Il buongiorno si vede… dalla colazione
La colazione è il pasto più importante della giornata. Vero perché in questo primo pasto della giornata è consigliabile consumare tra il 15 e il 20% delle calorie di tutta la giornata, chiaramente rispetto al totale calorico che si differenzia a seconda di genere (perché l’uomo ha maggiore massa muscolare rispetto alla donna), età, livello psico-fisico. Mediamente la donna ha un fabbisogno energetico di 2100 calore al giorno, l’uomo di 2600 calorie al giorno. Quindi la donna a colazione dovrebbe consumare 315-420 calorie, mentre l’uomo dalle 390 alle 520, dunque quote di calorie importanti. E invece, è un pasto sottovalutato e tanti ne fanno a meno, commettendo un grave errore perché veniamo da una notte di digiuno e abbiamo bisogno di energia per affrontare la mattinata. Se saltiamo la colazione il nostro metabolismo basale si abbatte, così chi non fa colazione rischia di ingrassare di più.
Peggio ancora è mangiare cibi confezionati e raffinati o limitarsi a bere una tazza di caffè, yogurt, o succhi di frutta, che in commercio sono per lo più zuccherati, così come le marmellate o le fette biscottate, pure se integrali, che poi sappiamo che non lo sono per davvero. Non parliamo della colazione continentale più salata, ma altrettanto nociva per la salute con tutte le proteine animali (quindi anche il latte) che contiene e i grassi idrogenati.
Altro errore grave è fare tutte le mattine la stessa colazione: no, è importante variare il più possibile , che è una regola base dell’alimentazione. Anche perché consumare la stessa colazione tutti i giorni potrebbe significare perseverare nell’errore.
Alternare come? Gallette di riso integrale, purea di frutta al 100%, con kuzu contro i problemi intestinali, farinata di ceci, hummus, per esempio, di carote e miso, barbabietola, pane integrale vero e olio extravergine d’oliva. Orzo, caffè , cicoria tè e tisane, latti vegetali non zuccherati. Le sostanze che ci svegliano non sono presenti soltanto nel caffè, ma anche nel tè e nel cioccolato amaro fondente. La macrobiotica raccomanda la crema di riso integrale, ma è molto difficile abituarsi.

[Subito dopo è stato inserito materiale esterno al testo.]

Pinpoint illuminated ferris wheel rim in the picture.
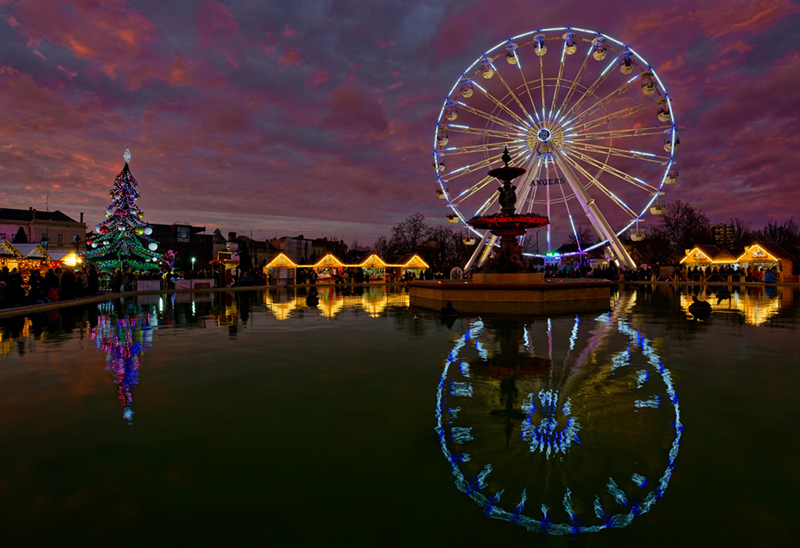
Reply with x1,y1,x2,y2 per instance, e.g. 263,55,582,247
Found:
433,26,679,259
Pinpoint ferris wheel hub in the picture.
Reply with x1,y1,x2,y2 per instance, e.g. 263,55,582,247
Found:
526,121,565,153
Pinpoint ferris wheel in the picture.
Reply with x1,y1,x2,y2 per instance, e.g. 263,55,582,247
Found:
433,27,679,269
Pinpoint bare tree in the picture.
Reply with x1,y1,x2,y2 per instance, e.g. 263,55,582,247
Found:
728,218,754,255
658,200,711,260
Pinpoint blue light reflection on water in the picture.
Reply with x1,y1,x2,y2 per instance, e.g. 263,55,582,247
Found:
434,308,683,535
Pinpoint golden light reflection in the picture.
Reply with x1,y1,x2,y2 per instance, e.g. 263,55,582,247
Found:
680,287,791,325
264,289,299,320
262,287,410,320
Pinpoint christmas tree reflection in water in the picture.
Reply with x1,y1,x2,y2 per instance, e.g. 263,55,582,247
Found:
435,294,681,535
91,302,158,423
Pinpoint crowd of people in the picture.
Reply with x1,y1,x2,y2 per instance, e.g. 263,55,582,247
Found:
0,258,788,310
0,265,100,308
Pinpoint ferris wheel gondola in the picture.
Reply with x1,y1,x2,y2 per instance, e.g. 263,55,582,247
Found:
433,27,679,269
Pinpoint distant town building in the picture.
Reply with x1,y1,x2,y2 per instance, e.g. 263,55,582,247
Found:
268,235,347,264
149,222,214,272
0,207,87,252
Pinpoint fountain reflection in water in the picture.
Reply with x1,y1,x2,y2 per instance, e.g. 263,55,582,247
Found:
435,292,682,535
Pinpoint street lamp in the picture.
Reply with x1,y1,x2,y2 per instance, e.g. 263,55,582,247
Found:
191,257,196,273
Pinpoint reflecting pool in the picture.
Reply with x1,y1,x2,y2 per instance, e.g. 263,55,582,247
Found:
0,285,798,546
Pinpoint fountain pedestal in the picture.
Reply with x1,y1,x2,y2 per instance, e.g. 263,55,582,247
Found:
409,148,612,315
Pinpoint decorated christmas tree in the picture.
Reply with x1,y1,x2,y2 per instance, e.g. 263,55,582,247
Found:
85,148,161,270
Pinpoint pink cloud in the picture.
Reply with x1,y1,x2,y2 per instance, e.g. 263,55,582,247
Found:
380,41,395,48
321,83,390,138
279,47,303,70
282,24,297,37
33,49,46,60
197,1,239,47
10,0,158,82
308,70,330,86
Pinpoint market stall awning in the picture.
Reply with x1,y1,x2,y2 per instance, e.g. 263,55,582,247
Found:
313,253,346,269
358,253,388,268
0,240,23,258
265,252,298,269
389,253,430,269
680,245,735,265
736,242,795,264
14,243,51,261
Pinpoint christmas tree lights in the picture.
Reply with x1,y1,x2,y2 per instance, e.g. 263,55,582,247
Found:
84,148,161,270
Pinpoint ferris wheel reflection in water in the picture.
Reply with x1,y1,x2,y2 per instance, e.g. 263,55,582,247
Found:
435,292,681,535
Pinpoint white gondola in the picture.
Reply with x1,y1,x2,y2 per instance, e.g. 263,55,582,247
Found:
480,58,494,79
620,55,634,74
657,98,671,122
650,192,665,215
463,235,476,245
445,103,458,121
641,71,656,95
663,133,680,152
447,213,459,224
436,187,447,199
666,168,679,185
460,81,473,98
563,32,577,55
631,222,646,241
592,36,607,60
534,34,547,56
437,129,449,147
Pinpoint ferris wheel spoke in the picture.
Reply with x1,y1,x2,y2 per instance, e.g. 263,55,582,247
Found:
573,97,659,132
511,152,542,213
561,54,621,122
538,55,547,119
439,140,520,157
520,158,544,214
565,142,670,164
486,60,540,127
571,126,666,142
563,148,659,193
560,154,639,218
557,43,593,116
471,79,533,128
443,153,509,181
449,174,496,206
456,101,531,134
446,124,525,143
551,160,584,251
566,76,642,127
549,41,569,119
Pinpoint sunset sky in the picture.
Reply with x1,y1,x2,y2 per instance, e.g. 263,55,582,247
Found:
1,0,799,246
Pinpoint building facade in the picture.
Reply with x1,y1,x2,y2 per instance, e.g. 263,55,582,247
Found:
149,223,214,273
0,207,87,253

Una colazione troppo ricca di zuccheri o di farine raffinate ci porta a picchi glicemici che il nostro organismo si deve attivare per far scendere e, quindi, andiamo in ipoglicemia, che si manifesta con irritabilità, mal di testa, stanchezza, svogliatezza e sonnolenza. E per abbassarlo velocemente il nostro corpo ci chiede altro zucchero, quindi prodotti confezionati, processati e ricchissimi di zucchero. Così andiamo avanti di alti e bassi. Anche i distributori di bevande sono un’arma a doppio taglio, perché per default prevedono zucchero, o peggio anche se si azzera il contenuto, la bevanda è dolce ugualmente perché è la cialda a contenerne. Ma il problema non si ha soltanto con i distributori automatici, ma anche con i prodotti da forno di pasticcerie, panifici o bar, tutti raffinati e con zuccheri aggiunti.
Insomma, l‘andamento degli zuccheri nel sangue influenza enormemente il nostro grado di concentrazione e attenzione.
La scelta migliore consiste nel consumo di cereali integrali, meglio i fiocchi d’avena – ovviamente naturali e non glassati – nelle stagioni fredde, Per contrastare la consistenza legnosa e il sapore neutro, può essere messa in ammollo con acqua e uvetta.
Mai d’estate succhi di frutta o tè freddi che sono stracarichi di zuccheri aggiunti, così come le bevande delle macchinette, sempre già zuccherate in cialda.
Alcuni suggerimenti per la vostra colazione:
Porridge di cereali integrali o crema di riso integrale, con frutta fresca o cotta, frutta secchi o semi abbinata a del latte o ad una fonte proteica come lo yogurt o il latte di soia.
Pane tostato con marmellate senza zucchero, creme di semi oleaginosi o frutta secca o un velo di burro o abbondante yogurt greco;
Pane tostato con frutta fresca e semi;
Pane tostato con salmone;
Pane tostato con limone e rucola;
Pancakes con farine di legumi, che si possono mangiare sia in versione dolce e salata;
Crepes al grano saraceno con la marmellata;
Uova sode, alla coque o piccole frittatine, ricordando di contenere il consumo di uova in massimo 2 uova alla settimana.
Ricorda che le basi le puoi preparare in anticipo e conservarle in frigorifero.
Per non perdere troppo tempo apparecchia la tua tavola ogni sera, predisponendo già tutto quello che ti serve.